What are some diagnostic challenges with these patients?
The biggest diagnostic challenge we have is distinguishing aplastic anemia from what we call hypocellular MDS, which is a true clonal disorder. We are finding that similar mutations exist in both disorders, so we still have this diagnostic dilemma of who has MDS and who has SAA. The problem is that when you take a bone marrow sample, you are looking at patients with very low cellularity. There aren't enough cells to say if there is dysplasia there or if it is just aplastic anemia. There are certainly cases where a patient has been [not received proper treatment because of this]. It has led to the knowledge that even patients with MDS can respond to immunosuppressive therapy in some cases. It has been used not too uncommonly in patients with hypocellular MDS, with reasonable success rates and transfusion independence.
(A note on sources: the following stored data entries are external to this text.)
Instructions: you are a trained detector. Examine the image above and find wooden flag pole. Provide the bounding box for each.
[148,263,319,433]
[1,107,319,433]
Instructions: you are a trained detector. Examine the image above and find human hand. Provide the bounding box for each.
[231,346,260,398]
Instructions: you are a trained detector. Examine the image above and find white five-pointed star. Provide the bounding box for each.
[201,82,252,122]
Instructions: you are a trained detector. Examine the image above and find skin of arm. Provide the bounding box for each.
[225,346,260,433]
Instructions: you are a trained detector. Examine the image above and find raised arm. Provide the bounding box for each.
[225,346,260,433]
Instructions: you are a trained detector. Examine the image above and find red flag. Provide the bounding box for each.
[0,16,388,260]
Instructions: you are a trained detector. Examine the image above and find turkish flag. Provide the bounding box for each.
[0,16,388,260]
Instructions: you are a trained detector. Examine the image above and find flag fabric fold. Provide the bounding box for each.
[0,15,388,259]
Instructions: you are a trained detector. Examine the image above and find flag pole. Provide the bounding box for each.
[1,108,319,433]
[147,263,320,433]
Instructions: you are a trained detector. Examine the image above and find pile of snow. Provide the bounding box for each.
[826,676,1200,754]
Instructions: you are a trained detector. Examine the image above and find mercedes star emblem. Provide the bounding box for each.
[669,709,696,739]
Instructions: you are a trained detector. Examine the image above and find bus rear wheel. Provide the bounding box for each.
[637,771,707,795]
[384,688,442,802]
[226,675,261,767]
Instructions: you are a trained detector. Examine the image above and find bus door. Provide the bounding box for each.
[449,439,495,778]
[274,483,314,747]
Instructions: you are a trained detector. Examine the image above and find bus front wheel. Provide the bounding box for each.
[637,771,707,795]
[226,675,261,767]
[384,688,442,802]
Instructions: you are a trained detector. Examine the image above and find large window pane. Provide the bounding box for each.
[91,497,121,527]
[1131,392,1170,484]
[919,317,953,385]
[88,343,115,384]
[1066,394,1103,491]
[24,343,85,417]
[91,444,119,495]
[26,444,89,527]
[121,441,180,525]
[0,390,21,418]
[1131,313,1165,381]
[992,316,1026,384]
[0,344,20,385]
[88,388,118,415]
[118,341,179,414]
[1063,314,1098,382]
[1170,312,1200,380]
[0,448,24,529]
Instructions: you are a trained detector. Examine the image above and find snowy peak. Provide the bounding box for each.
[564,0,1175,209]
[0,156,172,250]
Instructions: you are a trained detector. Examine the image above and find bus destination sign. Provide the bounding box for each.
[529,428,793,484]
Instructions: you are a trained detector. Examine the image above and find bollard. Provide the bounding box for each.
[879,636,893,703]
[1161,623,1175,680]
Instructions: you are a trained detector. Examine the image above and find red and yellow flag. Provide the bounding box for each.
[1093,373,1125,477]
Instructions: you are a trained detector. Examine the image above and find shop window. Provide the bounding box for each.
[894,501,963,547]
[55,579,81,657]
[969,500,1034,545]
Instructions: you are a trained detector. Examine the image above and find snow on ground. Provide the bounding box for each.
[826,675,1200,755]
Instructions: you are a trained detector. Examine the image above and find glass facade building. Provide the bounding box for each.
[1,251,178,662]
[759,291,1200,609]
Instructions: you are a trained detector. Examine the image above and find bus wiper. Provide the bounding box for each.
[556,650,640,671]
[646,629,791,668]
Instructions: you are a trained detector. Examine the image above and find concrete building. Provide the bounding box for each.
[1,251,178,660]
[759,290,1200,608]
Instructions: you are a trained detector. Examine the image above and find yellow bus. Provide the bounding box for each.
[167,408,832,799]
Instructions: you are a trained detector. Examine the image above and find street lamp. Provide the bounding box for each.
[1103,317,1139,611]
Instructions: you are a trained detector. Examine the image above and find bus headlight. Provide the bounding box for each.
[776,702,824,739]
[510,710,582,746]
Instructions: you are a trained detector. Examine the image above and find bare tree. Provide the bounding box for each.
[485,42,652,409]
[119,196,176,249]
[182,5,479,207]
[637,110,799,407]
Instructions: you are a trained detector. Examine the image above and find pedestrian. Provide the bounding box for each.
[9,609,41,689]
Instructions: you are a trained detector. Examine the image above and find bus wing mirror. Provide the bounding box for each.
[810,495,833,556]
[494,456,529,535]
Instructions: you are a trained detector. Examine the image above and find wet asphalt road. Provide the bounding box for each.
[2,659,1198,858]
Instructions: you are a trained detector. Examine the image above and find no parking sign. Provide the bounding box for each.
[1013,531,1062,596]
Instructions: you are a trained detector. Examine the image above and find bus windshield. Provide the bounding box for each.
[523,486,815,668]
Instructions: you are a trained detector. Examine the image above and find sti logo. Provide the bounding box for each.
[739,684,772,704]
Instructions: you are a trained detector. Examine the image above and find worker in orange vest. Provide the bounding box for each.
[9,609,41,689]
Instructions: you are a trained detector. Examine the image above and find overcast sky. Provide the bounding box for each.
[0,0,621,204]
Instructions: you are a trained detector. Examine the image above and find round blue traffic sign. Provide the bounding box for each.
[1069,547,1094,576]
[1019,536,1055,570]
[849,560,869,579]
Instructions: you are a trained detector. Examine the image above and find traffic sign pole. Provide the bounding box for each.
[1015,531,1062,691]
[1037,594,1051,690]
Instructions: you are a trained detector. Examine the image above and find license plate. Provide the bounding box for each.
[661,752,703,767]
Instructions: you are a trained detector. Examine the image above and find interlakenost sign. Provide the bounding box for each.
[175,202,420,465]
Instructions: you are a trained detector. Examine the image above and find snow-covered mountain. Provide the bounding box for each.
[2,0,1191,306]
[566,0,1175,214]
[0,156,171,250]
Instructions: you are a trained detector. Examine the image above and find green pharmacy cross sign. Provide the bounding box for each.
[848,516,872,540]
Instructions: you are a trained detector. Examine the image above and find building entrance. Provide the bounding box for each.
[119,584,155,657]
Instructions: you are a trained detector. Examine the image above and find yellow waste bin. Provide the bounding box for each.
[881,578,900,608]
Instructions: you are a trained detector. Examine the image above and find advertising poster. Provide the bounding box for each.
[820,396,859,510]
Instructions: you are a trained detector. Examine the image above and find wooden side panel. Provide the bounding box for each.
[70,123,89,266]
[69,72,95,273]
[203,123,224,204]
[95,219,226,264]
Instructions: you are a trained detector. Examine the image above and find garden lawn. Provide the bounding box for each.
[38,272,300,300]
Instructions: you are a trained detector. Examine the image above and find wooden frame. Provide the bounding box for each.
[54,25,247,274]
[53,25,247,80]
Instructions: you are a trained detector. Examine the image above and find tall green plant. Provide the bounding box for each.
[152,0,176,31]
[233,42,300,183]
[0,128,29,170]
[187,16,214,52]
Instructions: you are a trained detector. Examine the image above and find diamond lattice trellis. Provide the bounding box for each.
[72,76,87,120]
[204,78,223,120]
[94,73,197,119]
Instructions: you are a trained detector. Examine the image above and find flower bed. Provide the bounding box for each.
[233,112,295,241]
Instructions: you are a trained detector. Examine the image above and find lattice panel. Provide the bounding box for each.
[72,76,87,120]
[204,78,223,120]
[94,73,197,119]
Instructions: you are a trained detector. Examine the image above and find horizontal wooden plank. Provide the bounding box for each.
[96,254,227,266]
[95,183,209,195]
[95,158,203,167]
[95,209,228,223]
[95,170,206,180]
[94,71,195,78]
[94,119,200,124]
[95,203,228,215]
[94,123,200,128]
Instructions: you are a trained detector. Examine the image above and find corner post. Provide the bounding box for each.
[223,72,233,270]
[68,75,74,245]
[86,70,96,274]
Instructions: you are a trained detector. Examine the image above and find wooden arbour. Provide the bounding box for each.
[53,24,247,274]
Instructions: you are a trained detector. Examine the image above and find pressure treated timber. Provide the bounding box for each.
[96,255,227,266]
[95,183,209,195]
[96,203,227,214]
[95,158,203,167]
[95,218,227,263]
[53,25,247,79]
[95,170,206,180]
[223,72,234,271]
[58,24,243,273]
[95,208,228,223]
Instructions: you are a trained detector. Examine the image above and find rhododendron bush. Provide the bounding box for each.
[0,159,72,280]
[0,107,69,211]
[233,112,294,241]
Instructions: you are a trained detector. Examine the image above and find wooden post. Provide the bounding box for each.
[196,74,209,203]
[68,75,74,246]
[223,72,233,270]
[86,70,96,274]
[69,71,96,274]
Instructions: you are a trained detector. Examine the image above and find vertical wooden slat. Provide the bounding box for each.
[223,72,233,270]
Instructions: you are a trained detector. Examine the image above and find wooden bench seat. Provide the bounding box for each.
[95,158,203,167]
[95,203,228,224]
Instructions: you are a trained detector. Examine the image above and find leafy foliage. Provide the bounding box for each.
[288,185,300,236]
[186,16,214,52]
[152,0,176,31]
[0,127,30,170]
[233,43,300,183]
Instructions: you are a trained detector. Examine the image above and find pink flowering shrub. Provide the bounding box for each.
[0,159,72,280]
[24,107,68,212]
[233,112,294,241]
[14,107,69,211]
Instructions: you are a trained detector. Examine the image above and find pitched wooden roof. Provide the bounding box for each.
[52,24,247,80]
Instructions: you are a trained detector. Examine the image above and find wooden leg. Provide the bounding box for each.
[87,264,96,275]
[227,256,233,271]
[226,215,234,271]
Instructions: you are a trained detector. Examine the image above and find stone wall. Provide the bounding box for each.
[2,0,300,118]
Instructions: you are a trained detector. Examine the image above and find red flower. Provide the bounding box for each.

What ongoing trials are you particularly excited about?
Right now, there isn't a whole lot going on in the aplastic anemia world. We're all looking to understand what the mutations mean and which patients harbor them. Is there a risk for developing MDS or AML [because of these mutations?] That is where we stand right now. These are the common mutations we see with MDS, so anything from BCOR to ASXL1.
We're also finding these in patients with aplastic anemia, which has led us to basically ask, “What does this means?” There is a depletion of stem cells, and as those stem cells have to divide more and more, there is a higher chance of them getting mutations. That's where the inherent risk of developing clonal disease lies. Whether these mutations exist before the aplastic anemia comes around is still unclear, and we are working on that.